So much to read and digest, so little time. Life will be crazier than usual for me in the next couple weeks, between the onset of high school track season and club outdoor soccer (aka football) and the special tasks for the day job, including preparing for an upcoming conference and presentation (which will allow me to get away from my desk, travel to a great city, and sit in hotel conference rooms all day for days on end). But for now, let me just note the following:
Andrian Worsfield (Pluralist Speaks) has a brilliant essay up on Rowan Williams' second Lent lecture on Faith and Politics. Someday I would really like to weigh in on it myself, but Adrian has not only hit the important points but has some tremendous insights of his own that are well worth reading.
Mimi (and her ghost runner Doug!) has alerted everyone to a terrific opinion piece, "Who is the Real Patriot" by Lawrence Korb and Ian Moss featured at the Chicago Tribune.
Clumber, besides having his usual fun with the high and mighty, has this bit on what I would call Blind Ambition. Although I would quibble about the source of the information (Jerry Zeifman - a Vince Foster conspiracy theorist, and someone who circulated this story years ago in a book now out of print) and some of its spin, I think it does point to the source of some of Hillary's problems with ethics. I'd love to riff about John Dean, Hillary, and Watergate, what it is like to be a young lawyer, especially among politicians, and maybe even the judge I clerked for, who was with the Justice Department during part of the Nixon administration, but... well, another time maybe.
Finally, I'm sorry no one at Jake's really wanted to engage on PB Katharine's video but I do recognize the difficulty of talking about that kind of poetic, inspirational sermon. I, do, however, also think there are some important ideas in there as well about thought, action, belief, and, above all, hubris in relationship to what religion should really be about. And then... well, the poetry. The dead fish, of course, but also... I dunno.... something about the physics near the beginning made me think of the bit in the musical Camelot (thinking Richard Harris movie version) about Merlin teaching Arthur to fly high as a hawk so he could see land without boundaries, etc.

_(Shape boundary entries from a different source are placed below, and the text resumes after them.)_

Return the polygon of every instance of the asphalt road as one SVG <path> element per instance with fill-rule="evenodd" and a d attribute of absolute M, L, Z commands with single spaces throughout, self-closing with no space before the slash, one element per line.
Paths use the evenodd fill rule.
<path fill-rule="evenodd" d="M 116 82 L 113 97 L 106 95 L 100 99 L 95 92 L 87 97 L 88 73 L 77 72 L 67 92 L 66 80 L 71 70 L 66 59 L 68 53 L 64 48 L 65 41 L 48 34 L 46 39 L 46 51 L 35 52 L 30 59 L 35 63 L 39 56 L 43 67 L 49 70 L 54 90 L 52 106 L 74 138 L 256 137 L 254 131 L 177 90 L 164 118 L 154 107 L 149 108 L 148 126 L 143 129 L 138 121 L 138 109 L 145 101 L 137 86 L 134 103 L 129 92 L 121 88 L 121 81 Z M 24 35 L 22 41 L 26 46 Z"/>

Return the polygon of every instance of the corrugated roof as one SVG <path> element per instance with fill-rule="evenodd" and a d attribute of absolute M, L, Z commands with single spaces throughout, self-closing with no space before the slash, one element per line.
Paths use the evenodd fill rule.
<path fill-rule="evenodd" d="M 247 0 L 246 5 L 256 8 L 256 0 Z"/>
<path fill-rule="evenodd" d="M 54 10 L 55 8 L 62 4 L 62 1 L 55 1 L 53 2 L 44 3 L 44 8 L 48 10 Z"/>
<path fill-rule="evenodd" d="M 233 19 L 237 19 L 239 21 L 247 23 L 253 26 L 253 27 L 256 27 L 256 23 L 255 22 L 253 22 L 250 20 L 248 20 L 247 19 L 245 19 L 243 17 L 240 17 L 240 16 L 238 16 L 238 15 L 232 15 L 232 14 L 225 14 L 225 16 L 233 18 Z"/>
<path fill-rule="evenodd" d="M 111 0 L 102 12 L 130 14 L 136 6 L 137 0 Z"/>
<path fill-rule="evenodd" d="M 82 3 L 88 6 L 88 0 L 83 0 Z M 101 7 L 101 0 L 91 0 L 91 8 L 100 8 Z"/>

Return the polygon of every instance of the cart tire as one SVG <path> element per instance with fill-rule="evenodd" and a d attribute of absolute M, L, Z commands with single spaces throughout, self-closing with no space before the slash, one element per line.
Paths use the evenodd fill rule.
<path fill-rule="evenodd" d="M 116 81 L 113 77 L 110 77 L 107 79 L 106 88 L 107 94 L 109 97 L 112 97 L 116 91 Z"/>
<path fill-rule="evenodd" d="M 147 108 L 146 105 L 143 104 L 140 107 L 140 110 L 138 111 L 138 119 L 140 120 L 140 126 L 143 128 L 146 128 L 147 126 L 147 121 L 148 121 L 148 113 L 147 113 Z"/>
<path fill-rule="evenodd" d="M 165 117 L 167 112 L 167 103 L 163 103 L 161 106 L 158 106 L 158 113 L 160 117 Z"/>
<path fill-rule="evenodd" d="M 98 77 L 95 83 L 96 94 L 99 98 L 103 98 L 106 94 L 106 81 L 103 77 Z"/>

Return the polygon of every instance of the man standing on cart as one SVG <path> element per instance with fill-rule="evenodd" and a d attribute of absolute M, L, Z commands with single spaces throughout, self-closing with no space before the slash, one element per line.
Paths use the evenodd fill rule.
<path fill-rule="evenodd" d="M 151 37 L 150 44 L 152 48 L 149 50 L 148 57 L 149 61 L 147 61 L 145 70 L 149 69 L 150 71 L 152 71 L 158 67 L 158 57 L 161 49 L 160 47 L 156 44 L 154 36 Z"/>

(Someday I'll learn not to say "Finally" in hopes I'll cut things short!]
There is the business about the Va. court ruling. As an Episcopalian and a lawyer I feel I should say something. Blogging is self-indulgent enough -- seems to me one should pay back the free forum, in a sense, by occasionally writing about something one really knows something about (or could without much effort). But... I'm afraid that much that I might have to say would be pessimistic and, at least for that reason, unhelpful. OCICBW, and in this case, I hope that will prove true. Maybe when the dust has settled, I might find something helpful to say after all, but... for now it's off to the high school track in the cold and mist and rain. Should be good to clear the head, at least.